Map maker: As a mouse learns a virtual-reality task, the pattern of neuronal activity in its hippocampus gradually shifts, indicating that it is updating its cognitive map.
Videos courtesy of Weinan Sun

Expanded view of hippocampal function comes into focus

After decades of debate, the region’s role is being rewritten. Rather than using sensory input to simply log key points in time and space, the hippocampus may serve to contextualize our experiences and memories—and ultimately make predictions about the future.

By Natalia Mesa
24 June 2025 | 0 min watch

The tiny hippocampus, deep in the brain’s medial temporal lobe, has long resisted easy explanation. Its prominent role in navigation seems at odds with its contributions to episodic memory. It contains cognitive maps of the external world yet also stores abstract relationships between concepts, objects and events. And it actively encodes memories during our waking hours but also replays this information offline during rest.

Scientists have long debated how, or even if, the same neural circuits support such myriad tasks. Canonical models of the hippocampus posit that the horseshoe-shaped structure creates cognitive maps of space based on sensory input, taking and storing snapshots of the world. Several new lines of evidence, though, are beginning to present an expanded view of hippocampal function: This ridge of gray matter serves to contextualize our experiences and provide a scaffold onto which we can form memories—a picture that helps reconcile how the same network can represent an animal’s location and also hold rich, abstract information about its environment.

“We’re getting closer to a coherent narrative of the function of the hippocampus,” says Weinan Sun, assistant professor of neurobiology and behavior at Cornell University. “The idea that’s starting to emerge is that it relates to predictive coding and extracting states from your sensory experience.”

In mice, for instance, hippocampal activity represents the same space differently depending on the task an animal is given, according to a study Sun and his colleagues published in Nature in February and presented at this year’s Computational and Systems Neuroscience (COSYNE) annual meeting in Montreal. Similarly, in monkeys, hippocampal neurons map behaviorally significant information rather than just location, according to unpublished data presented at the same meeting. And instead of simply capturing what’s around an animal, the hippocampus makes predictions about what that animal might see in the future, according to computational modeling work presented at the meeting.
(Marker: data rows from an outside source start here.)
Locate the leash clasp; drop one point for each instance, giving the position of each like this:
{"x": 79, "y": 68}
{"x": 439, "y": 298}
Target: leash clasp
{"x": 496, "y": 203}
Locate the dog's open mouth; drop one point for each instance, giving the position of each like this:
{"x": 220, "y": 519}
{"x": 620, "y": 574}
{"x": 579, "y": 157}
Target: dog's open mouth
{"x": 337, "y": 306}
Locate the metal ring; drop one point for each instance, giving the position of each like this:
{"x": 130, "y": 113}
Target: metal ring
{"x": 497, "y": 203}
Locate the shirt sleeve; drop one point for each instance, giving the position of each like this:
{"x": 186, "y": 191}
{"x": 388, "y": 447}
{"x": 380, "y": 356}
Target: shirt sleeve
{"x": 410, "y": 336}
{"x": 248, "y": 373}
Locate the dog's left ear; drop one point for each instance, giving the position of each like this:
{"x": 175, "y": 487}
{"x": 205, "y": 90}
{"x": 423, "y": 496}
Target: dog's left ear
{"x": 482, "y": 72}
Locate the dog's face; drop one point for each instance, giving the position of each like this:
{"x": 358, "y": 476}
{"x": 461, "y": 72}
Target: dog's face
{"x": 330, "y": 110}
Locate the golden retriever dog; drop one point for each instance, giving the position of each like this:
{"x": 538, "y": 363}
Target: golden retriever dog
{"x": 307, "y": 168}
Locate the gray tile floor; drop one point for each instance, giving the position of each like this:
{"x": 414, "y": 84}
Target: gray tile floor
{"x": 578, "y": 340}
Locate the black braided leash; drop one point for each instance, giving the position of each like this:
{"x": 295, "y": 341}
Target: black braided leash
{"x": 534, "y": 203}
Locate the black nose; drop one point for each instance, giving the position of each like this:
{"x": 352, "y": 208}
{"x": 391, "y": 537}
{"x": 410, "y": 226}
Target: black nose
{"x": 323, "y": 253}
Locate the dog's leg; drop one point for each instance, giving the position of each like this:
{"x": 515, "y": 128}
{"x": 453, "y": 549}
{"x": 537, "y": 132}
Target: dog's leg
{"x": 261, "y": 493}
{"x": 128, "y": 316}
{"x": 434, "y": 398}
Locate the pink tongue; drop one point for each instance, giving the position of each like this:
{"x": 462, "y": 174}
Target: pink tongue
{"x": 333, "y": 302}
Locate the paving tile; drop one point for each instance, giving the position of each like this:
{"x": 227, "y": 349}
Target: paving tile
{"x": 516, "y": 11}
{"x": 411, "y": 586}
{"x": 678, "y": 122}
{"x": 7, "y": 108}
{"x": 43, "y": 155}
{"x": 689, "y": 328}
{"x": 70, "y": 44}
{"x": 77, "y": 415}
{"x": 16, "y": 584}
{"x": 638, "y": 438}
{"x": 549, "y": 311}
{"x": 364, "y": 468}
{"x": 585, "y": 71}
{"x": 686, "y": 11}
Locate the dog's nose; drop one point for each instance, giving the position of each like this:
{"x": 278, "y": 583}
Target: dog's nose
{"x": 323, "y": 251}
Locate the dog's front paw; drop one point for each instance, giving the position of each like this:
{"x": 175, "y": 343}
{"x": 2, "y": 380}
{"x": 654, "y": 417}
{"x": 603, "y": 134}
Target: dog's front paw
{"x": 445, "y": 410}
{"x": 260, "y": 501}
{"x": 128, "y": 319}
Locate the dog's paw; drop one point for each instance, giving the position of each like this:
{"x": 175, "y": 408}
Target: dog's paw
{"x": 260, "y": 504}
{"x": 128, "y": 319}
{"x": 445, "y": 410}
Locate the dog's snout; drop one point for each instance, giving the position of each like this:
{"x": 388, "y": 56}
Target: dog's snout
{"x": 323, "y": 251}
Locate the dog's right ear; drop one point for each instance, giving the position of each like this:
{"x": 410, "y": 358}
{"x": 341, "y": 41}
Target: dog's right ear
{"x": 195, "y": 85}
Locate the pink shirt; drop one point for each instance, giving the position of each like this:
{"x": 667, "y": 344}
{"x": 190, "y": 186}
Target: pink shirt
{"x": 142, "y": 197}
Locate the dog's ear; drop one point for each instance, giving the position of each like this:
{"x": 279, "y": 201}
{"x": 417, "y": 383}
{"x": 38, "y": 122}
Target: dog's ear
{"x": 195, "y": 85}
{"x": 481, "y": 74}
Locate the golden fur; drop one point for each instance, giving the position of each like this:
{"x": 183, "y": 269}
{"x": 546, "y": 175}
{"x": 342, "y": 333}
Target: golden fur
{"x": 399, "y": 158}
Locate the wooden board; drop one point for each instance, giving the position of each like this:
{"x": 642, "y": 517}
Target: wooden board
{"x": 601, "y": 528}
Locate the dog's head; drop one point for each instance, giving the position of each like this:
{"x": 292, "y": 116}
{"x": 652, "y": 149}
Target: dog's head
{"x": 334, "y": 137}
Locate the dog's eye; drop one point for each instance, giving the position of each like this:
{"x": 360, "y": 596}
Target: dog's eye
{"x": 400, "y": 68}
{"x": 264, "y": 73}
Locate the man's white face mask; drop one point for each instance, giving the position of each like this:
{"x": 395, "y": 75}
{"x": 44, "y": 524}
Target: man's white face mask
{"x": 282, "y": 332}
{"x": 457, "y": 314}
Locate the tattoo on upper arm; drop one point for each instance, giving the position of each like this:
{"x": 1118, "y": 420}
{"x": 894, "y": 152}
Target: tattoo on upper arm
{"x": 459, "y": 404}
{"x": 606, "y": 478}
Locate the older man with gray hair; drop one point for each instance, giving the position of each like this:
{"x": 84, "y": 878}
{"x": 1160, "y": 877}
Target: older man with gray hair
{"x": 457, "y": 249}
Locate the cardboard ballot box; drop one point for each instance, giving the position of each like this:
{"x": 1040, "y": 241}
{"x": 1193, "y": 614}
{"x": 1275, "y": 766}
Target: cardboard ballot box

These and other studies from the past five years have challenged dominant models of the hippocampus and how it stores new information, says Sam McKenzie, assistant professor of neurosciences at the University of New Mexico, who was not involved in any of the new work. “We are all converging around this idea that the job of learning is not creating a [new] representational state but mapping a moment onto the right part of the existing representational state,” he says. “We’re reaching a really exciting place.”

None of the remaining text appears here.